Published: 1 November 2010

Abstract

Background

Several Echinacea species have been used as nutraceuticals or botanical drugs for "immunostimulation", but scientific evidence supporting their therapeutic use is still controversial. In this study, a phytocompound mixture extracted from the butanol fraction (BF) of a stem and leaf (S+L) extract of E. purpurea ([BF/S+L/Ep]) containing stringently defined bioactive phytocompounds was obtained using standardized and published procedures.

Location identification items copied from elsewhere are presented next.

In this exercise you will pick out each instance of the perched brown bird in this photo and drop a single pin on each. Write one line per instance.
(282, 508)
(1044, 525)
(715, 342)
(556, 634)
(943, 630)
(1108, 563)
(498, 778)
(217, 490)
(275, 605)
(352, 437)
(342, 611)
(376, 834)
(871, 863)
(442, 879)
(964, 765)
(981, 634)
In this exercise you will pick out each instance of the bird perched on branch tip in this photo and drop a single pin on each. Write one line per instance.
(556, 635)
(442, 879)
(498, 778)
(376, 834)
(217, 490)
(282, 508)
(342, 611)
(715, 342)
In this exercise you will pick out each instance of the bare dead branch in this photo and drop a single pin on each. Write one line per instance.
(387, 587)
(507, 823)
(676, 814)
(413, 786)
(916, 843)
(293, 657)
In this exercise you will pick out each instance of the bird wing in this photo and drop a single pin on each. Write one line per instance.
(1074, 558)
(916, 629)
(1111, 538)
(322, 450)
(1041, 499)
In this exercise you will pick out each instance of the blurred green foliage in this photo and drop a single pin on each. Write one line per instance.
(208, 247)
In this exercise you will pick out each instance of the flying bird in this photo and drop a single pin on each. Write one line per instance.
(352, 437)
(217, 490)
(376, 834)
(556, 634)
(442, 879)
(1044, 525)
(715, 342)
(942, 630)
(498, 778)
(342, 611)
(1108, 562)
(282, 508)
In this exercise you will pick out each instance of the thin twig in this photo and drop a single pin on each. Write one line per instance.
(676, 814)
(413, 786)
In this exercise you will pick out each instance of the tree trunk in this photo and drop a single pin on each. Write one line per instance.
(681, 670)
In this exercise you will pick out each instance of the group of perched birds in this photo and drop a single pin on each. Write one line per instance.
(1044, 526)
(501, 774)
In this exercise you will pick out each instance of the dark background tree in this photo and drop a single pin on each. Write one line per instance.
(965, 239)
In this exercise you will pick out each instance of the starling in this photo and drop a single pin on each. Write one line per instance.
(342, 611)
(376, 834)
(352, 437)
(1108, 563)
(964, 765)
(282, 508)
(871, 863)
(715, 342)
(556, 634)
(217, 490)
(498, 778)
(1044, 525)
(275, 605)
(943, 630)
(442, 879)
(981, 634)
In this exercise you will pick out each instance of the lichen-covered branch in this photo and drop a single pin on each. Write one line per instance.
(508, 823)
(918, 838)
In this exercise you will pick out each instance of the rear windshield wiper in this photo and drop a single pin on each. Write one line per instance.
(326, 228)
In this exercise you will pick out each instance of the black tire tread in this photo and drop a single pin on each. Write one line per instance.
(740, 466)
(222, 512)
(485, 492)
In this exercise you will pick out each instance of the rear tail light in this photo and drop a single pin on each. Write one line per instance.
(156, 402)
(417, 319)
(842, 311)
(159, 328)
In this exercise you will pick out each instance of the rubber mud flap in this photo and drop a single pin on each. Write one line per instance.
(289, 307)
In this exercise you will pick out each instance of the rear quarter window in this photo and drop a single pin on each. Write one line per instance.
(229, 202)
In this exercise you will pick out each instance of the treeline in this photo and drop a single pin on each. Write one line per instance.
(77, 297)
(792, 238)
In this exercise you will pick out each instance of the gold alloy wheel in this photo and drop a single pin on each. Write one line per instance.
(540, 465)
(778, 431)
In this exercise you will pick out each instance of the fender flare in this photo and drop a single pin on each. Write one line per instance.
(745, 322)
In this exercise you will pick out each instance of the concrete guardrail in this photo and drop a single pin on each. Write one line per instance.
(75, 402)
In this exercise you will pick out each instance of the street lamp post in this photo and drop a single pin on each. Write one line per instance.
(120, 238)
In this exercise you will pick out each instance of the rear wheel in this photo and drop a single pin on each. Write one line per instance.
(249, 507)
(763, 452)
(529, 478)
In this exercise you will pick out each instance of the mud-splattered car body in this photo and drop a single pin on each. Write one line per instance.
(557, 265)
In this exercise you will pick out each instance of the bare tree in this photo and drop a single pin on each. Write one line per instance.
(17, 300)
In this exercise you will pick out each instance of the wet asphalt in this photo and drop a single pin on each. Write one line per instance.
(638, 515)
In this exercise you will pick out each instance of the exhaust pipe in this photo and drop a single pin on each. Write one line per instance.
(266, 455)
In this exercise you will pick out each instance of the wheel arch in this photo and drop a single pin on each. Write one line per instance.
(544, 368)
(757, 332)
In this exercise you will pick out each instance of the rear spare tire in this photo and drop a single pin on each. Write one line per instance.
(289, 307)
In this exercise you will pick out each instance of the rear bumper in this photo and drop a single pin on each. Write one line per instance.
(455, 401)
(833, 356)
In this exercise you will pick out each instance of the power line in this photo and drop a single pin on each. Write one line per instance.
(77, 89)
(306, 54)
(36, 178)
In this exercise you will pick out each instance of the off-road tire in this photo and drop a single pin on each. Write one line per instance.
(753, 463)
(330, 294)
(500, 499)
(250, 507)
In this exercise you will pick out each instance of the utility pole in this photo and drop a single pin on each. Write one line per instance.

The transcriptomic and proteomic effects of this phytoextract on mouse bone marrow-derived dendritic cells (BMDCs) were analyzed using primary cultures.

Results

Treatment of BMDCs with [BF/S+L/Ep] did not significantly influence the phenotypic maturation activity of dendritic cells (DCs). Affymetrix DNA microarray and bioinformatics analyses of genes differentially expressed in DCs treated with [BF/S+L/Ep] for 4 or 12 h revealed that the majority of responsive genes were related to cell adhesion or motility (Cdh10, Itga6, Cdh1, Gja1 and Mmp8), or were chemokines (Cxcl2, Cxcl7) or signaling molecules (Nrxn1, Pkce and Acss1). TRANSPATH database analyses of gene expression and related signaling pathways in treated-DCs predicted the JNK, PP2C-α, AKT, ERK1/2 or MAPKAPK pathways as the putative targets of [BF/S+L/Ep]. In parallel, proteomic analysis showed that the expressions of metabolic-, cytoskeleton- or NF-κB signaling-related proteins were regulated by treatment with [BF/S+L/Ep]. In vitro flow cytometry analysis of chemotaxis-related receptors and in vivo cell trafficking assay further showed that DCs treated with [BF/S+L/Ep] were able to migrate more effectively to peripheral lymph node and spleen tissues than DCs treated as control groups.

Conclusion

Results from this study suggest that [BF/S+L/Ep] modulates DC mobility and related cellular physiology in the mouse immune system. Moreover, the signaling networks and molecules highlighted here are potential targets for nutritional or clinical application of Echinacea or other candidate medicinal plants.